In a session titled Closing The Circuit, Mr. Al-Kuwari said, “The finance industry needs to be the key driving force – it can make it more expensive to build fossil fuels and more attractive to build anything clean.''

“It’s happening, and it’s happening fast. The trends are all moving towards this; [US investment bank] JP Morgan interviewed 50 global institutions with $13tn of assets for a poll, and 70 percent said COVID would accelerate this. It’s now much easier to make the case for clean energy as technology has caught up, costs have come down, and the willingness is there.''

“At a business roundtable featuring 200 companies recently, a group of CEOs from the likes of Amazon and Chevron publicly recommended introducing carbon pricing [a cost applied to carbon pollution to incentivize the reduction of greenhouse gases] because they said they need it for certainty. It’s become a very different narrative, and a very different situation.”

He stressed the energy transition could be a tough adjustment for many countries. For exporters who depend on oil and gas for revenue, they will have to adjust to demand” 

“Carbon tax adjustments will eventually come in one form or another, but they could be introduced in a progressive manner which incentivizes, for example, lower carbon intensity sources of oil and gas, and encourages exporters to transition, ''he said.

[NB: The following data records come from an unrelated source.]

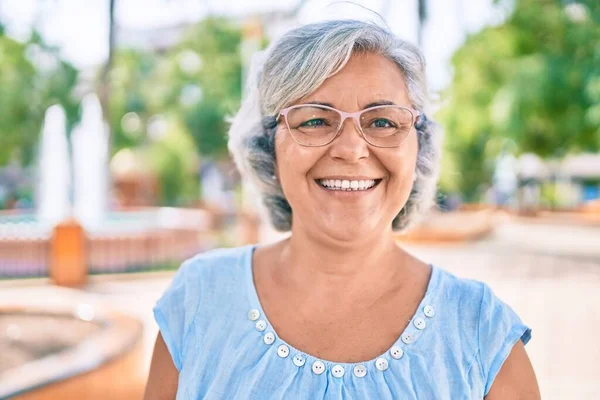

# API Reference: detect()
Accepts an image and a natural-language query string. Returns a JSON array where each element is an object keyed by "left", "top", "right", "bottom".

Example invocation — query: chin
[{"left": 319, "top": 221, "right": 375, "bottom": 242}]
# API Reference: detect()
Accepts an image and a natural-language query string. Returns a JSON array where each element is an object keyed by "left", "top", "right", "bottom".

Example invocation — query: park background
[{"left": 0, "top": 0, "right": 600, "bottom": 399}]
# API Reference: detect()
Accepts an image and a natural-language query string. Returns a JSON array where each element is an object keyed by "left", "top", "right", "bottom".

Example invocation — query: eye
[
  {"left": 371, "top": 118, "right": 396, "bottom": 128},
  {"left": 300, "top": 118, "right": 329, "bottom": 128}
]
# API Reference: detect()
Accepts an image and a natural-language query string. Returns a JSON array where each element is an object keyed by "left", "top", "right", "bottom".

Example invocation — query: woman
[{"left": 146, "top": 20, "right": 539, "bottom": 400}]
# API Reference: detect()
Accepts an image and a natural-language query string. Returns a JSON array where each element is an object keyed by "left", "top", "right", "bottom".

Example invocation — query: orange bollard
[{"left": 49, "top": 219, "right": 87, "bottom": 287}]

“People are responding and will be prepared for it, but there is no other way to say it than that there will be a structural financial adjustment, which we are seeing now in the Gulf. It will be challenging for all involved.”

He further mentioned that another challenge is the “political economy”, with national oil and gas companies responsible for the majority of their countries’ revenues and having an obligation to extract, and developing countries now looking to monetize their hydrocarbon reserves. 

He pointed out that '' while a green transformation may lead to “tough decisions like closing coal plants, it may also require decisions that are unpopular from an environmental perspective, such as nuclear power.”

“There is no way we can reach the goals of the Paris Agreement [to mitigate global warming] without energy companies at least playing their part, and they are under pressure from the financial industry, policymakers, and populations around the world to look at their entire emissions.

“That will really change things because it will drive up investment in low carbon technology, and also innovative solutions related to decarbonizing the hard-to-abate sectors. The energy transition is happening, and while it will take a long time, this transition is different from previous ones which tended to happen every 100 years or so,'' he added.

“This is a purposive transition – there is a reason why it is happening. We have a carbon budget gap to meet, we have climate change, and that will put the pressure on and accelerate things a lot. In sectors that are hard to decarbonize, you need to start thinking about research, development, and innovation, leadership, and ensuring you have the right incentives in place to start looking at large-scale hydrogen production, or carbon capture, or even negative emission technologies. In my opinion, that’s where the focus needs to be over the next 10 years,” he concluded.